Matthias Akiander (formerly Matti Akkanen)
Born June 17, 1802, Jääski. Died August 8, 1871, Helsinki

Studies at the Faculty of Philosophy 1822–28, Imperial Academy of Turku

Ordained as a minister 1848, Diocese of Porvoo
Acting professor of Russian language and literature 1837­–43, professor extraordinary 1853–62, professor 1862–67, Imperial Alexander University
Lecturer in Russian language 1836–52, Imperial Alexander University
Helsinki school inspector 1855–70
Russian teacher 1832–41, Helsingin yksityislyseo
Russian teacher 1830–27, principal 1835–39, Helsingin triviaalikoulu
Translator of Russian 1825–30, provincial government of Turku and Pori

Founding member of the Finnish Literature Society 1831, secretary 1838–39, supervisor 1868–70, auditing committee member 1833–62, chairman of Historiallinen Osakunta (‘historical association’), precursor to the Finnish Historical Society

Honorary doctorate 1860, Imperial Alexander University

Photo: Wikimedia Commons
Written by Tomas Sjöblom
Translated by

Church History and Better Finnish

Matthias Akiander, professor of Russian language and literature, pursued a noteworthy career both as a linguist and historian. Despite the lack of an academic degree, he was respected in the academic world and worked to promote Finnish as a language of science and letters.

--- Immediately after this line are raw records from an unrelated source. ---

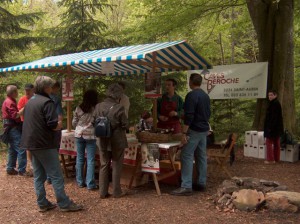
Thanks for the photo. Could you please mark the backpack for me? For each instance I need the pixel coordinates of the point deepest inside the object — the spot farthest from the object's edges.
(102, 126)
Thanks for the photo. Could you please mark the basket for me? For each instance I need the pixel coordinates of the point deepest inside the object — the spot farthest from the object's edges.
(149, 137)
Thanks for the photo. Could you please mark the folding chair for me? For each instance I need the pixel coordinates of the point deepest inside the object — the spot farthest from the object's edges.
(222, 156)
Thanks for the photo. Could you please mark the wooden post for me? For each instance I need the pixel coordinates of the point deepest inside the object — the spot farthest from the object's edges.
(69, 116)
(154, 101)
(154, 113)
(69, 105)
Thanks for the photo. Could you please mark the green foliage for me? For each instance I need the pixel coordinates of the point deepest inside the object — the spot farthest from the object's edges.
(80, 29)
(15, 29)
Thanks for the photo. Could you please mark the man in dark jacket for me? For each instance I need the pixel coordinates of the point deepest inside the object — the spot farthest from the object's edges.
(195, 129)
(40, 124)
(273, 128)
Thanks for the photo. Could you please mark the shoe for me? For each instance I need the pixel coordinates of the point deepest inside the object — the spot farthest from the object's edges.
(72, 207)
(47, 207)
(182, 192)
(82, 185)
(12, 172)
(269, 162)
(94, 188)
(120, 195)
(199, 187)
(105, 196)
(25, 174)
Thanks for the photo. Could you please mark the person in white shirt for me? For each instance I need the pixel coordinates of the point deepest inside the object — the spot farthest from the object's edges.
(124, 99)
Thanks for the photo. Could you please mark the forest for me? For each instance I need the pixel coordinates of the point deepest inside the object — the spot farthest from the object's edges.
(222, 31)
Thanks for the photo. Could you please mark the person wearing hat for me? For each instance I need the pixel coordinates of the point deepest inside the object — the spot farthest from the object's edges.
(170, 108)
(29, 91)
(112, 149)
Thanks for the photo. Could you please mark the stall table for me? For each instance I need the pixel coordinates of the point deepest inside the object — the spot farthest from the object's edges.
(132, 156)
(68, 147)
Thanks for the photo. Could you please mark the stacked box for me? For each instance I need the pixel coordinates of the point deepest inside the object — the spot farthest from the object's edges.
(292, 153)
(253, 151)
(282, 154)
(249, 137)
(246, 150)
(261, 138)
(254, 140)
(261, 151)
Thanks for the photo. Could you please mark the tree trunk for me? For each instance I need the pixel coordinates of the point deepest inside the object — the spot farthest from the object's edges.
(273, 22)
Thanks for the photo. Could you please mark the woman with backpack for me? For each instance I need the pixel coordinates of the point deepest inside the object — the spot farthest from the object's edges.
(112, 148)
(83, 121)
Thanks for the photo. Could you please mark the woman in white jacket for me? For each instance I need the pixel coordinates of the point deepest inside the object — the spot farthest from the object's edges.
(83, 120)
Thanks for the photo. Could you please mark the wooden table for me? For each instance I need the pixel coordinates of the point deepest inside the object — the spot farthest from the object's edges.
(172, 148)
(68, 148)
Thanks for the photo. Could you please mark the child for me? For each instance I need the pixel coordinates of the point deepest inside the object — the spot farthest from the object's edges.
(146, 122)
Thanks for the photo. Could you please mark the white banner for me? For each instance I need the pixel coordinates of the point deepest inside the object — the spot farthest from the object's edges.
(235, 81)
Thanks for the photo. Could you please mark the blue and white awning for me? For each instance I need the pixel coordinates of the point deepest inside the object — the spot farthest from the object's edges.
(137, 59)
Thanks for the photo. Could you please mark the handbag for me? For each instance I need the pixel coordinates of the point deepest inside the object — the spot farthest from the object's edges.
(4, 137)
(103, 127)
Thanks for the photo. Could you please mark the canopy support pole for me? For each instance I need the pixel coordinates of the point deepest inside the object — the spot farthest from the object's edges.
(69, 105)
(154, 101)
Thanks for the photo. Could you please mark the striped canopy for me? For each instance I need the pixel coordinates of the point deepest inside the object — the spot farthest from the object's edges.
(137, 59)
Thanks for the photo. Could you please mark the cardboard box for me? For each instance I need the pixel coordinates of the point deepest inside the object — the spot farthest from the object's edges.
(261, 138)
(261, 151)
(292, 153)
(140, 178)
(165, 166)
(282, 154)
(246, 150)
(253, 151)
(257, 138)
(248, 137)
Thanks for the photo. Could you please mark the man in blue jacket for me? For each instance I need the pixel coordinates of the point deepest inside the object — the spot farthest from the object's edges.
(195, 129)
(40, 124)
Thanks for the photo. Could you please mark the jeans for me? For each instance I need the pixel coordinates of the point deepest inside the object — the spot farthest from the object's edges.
(90, 146)
(195, 148)
(106, 158)
(273, 149)
(14, 151)
(45, 161)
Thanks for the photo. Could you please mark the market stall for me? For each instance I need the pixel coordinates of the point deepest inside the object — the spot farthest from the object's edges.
(147, 59)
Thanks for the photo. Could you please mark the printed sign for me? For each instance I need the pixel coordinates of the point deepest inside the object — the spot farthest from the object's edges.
(235, 81)
(152, 85)
(150, 158)
(67, 89)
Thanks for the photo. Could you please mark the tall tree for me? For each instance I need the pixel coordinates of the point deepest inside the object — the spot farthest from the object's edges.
(273, 22)
(81, 29)
(15, 30)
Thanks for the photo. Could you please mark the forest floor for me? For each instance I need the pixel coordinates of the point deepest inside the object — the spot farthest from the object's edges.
(143, 205)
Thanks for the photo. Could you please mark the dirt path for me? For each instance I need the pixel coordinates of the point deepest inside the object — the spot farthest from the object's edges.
(18, 201)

Akiander wrote his first textbook as early as 1831, while working in his second year as a Russian teacher at Helsingin triviaalikoulu. The text book was a Russian primer written in Swedish, which was followed four years later by a grammar of Russian. Its Finnish language edition was published in 1864.

Akiander’s interest in history had already been piqued while at school in Vyborg, thanks to his enthusiastic teacher, Evert. Well-versed in Russian, Akiander already made a significant contribution to the field in 1848, by publishing a wide collection of Swedish translations of Russian annals.

His greatest work in the field of history was, however, the study of Finnish religious movements, for which he collected material until the end of the 1950s. The research material was considered of great value, and the University decided to fund its publication in its entirety. Historiska upplysningar om de religiösa rörelserna i Finland i äldre och senare tider, his magnum opus, was released in seven parts between 1857 and 1863.

The first volume of Mathias Akiander’s seven-part series on Finnish religious movements.

On the theme of church history, Akiander also published a wideranging work on Finland’s Eastern Diocese, Herdaminne för fordna Wiborgs och nuvarande Borgå stift (1868–1869), and a study on the formation, conditions and judicial nature of the ceded territories of Old Finland (1864).

Akiander also worked to promote Finnish as a language of science and letters. As early as the 1840s he outlined the establishment of an entirely Finnish-language institute of further and higher education in a letter to Elias Lönnrot. The idea was realised, but not until the founding of the Jyväskylä Lyceum school in 1858 and the Jyväskylä teacher training college in 1863. Akiander felt that the lack of Finnish textbooks was a problem. He proofread and improved the Finnish in a hymn book in 1846, a manual for clerics in 1848 and a catechism in 1852. Akiander was also praised for his corrections to the Finnish language edition of the New Testament (1852). Among others Georg Zacharias Forsman commended Akiander’s redaction with the words “the purest Finnish for the holy books.”